I got this wig about three years ago. Initially, I was amazed that it was real hair and lace fronted for £30. Lace fronted means that the parting is quite natural. A monofilament wig, where individual fibres emerge from the cap, through which the scalp can be seen, can have a parting but has a tell-tale dark line at the edge of the cap. A lace fronted wig has a natural looking parting.

Unfortunately the lace in this wig, while it is skin-tone. is skin-tone for a black person or dark-skinned Asian, rather than for me. Under the parting, the weave of the lace shows dark over the scalp. Standing close to the mirror in the hotel bathroom, it is unpleasantly obvious to me. Originally, the lace protruded beyond the hair line and I had to cut it off, after buying it. Cutting it, I saw the lace was always visible, and so the wig has sat in my cupboard, almost unworn.

I tried it on on Tuesday, and noticed how it made my eyes glow. The colour is perfect for me. Possibly the way it hangs contributes to the effect. Even, possibly, H’s comment that she had only just noticed how intense the brown of my eyes was, brings them to life for me.

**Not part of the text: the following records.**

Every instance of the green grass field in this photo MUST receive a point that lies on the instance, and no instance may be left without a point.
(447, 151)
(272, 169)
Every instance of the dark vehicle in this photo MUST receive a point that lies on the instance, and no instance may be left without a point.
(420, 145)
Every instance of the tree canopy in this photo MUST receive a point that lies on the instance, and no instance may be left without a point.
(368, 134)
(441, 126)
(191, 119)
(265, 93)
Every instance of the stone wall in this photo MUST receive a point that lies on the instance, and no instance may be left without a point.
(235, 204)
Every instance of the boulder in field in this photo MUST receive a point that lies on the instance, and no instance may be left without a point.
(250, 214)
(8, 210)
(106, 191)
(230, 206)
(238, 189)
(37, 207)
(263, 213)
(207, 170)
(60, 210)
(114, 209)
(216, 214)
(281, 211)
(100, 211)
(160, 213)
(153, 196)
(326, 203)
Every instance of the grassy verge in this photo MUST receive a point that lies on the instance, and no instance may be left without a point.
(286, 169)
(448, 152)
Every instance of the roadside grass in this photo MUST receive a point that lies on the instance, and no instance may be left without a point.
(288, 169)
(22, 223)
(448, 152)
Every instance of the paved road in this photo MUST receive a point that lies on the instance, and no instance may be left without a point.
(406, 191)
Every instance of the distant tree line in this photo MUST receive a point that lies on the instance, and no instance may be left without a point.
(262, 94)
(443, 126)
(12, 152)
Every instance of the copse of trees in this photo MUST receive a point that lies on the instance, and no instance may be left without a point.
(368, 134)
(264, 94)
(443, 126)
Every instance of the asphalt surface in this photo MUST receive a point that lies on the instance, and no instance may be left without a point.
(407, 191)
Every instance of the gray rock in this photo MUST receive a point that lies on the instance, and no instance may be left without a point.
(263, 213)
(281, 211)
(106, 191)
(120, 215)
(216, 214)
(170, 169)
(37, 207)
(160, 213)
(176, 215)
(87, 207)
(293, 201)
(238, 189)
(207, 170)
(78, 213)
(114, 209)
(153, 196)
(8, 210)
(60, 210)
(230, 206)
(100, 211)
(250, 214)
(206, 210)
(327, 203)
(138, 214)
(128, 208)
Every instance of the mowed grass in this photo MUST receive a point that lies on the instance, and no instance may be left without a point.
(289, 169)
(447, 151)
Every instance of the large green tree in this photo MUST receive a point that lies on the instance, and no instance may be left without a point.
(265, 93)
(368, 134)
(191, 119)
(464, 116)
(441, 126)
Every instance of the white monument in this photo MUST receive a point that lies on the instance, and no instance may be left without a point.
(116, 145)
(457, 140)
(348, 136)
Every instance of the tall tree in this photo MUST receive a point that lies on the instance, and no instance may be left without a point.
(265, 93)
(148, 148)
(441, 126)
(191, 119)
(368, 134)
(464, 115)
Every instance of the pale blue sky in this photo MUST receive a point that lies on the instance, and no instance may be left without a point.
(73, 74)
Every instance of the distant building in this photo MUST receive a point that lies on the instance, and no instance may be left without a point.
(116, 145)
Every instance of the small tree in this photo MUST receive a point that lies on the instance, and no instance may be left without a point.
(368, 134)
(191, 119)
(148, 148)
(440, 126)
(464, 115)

I feel beautiful. I have felt that I look feminine, or female, or womanly- subtly different things- but now for the first time I know I look beautiful, and it is a glorious feeling. I asked S about the hair colour, and she said how beautifully it set off my eyes, though may have been prompted by my widening my eyes. Suddenly I love mirrors-

though only if they are far enough away, that I do not notice the lace.

I could have the wig cut, to have a short fringe over the lace front. It would not have a hair-line any more, but it does not really now. Though some of the front hair has to be used to create that fringe, I am not sure about the shape.

Another option is just to leave it, and have the parting with its strange criss-cross pattern showing. Anyone who notices it and realises it is a wig or just thinks it looks strange, can. Few people make personal remarks. Self-consciousness arises within me, and I may be able to create in myself self-confidence. I am beautiful, and if I know that it changes my whole mien.

Photos when I get one which does me justice.